Gubernur Herman Deru Lantik Bakohumas Sumsel 2025–2030 dan Resmikan Platform “Sumsel Cek Fakta” untuk Perangi Hoaks
Palembang, bidiksumsel.com – Pemerintah Provinsi Sumatera Selatan mengambil langkah besar dalam memperkuat sistem komunikasi publik yang akurat dan terpercaya. Pada acara resmi yang berlangsung di Palembang, Gubernur Sumatera Selatan H. Herman Deru melantik 72 anggota Badan Koordinasi Hubungan Masyarakat (Bakohumas) Provinsi Sumsel masa bakti 2025–2030 sekaligus meresmikan platform digital sumselcekfakta.sumselprov.go.id, yang menjadi kanal resmi untuk memverifikasi dan mengklarifikasi informasi yang beredar di masyarakat.
Pelantikan ini merupakan tindak lanjut dari Keputusan Gubernur Sumsel Nomor : 660/KPTS/DIS.KOMINFO/2025, yang meneguhkan kehadiran Bakohumas sebagai wadah koordinasi komunikasi antara Organisasi Perangkat Daerah (OPD), BUMN/BUMD, instansi vertikal, dan perwakilan Dinas Kominfo kabupaten/kota. Dengan komposisi 72 pengurus, Bakohumas diharapkan mampu memperkuat integrasi informasi lintas sektor agar publik dapat mengakses data yang valid dan teruji.
Dalam sambutannya, Gubernur Herman Deru menegaskan bahwa peran Bakohumas kini semakin strategis di era arus informasi yang berputar begitu cepat. Menurutnya, kondisi informasi saat ini menuntut lembaga humas memiliki kemampuan koordinasi yang kuat dan narasi yang tertata.

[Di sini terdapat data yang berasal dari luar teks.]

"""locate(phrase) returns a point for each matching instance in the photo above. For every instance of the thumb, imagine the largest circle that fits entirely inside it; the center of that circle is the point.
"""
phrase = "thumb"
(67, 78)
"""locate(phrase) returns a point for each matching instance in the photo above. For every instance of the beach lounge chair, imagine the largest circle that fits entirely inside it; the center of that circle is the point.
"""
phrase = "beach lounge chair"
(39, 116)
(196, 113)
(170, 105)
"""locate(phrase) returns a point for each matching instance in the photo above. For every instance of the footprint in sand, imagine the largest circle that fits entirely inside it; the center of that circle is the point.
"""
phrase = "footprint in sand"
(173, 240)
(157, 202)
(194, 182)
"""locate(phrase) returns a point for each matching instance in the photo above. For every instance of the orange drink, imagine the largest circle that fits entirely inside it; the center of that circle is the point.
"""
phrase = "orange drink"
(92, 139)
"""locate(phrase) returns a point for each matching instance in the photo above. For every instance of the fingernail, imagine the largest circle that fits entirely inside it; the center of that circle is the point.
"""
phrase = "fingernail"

“Tugas Bakohumas tidak mudah, mengkoordinasikan arus informasi dari semua instansi dengan narasi yang harus tertata dengan baik,” ujar Herman Deru. Ia menekankan perlunya kecermatan dalam menyusun pesan komunikasi agar informasi yang disampaikan mampu menjangkau seluruh lapisan masyarakat secara tepat sasaran.
Gubernur juga menegaskan bahwa Bakohumas harus berfungsi sebagai sumber rujukan informasi yang valid dan terpercaya.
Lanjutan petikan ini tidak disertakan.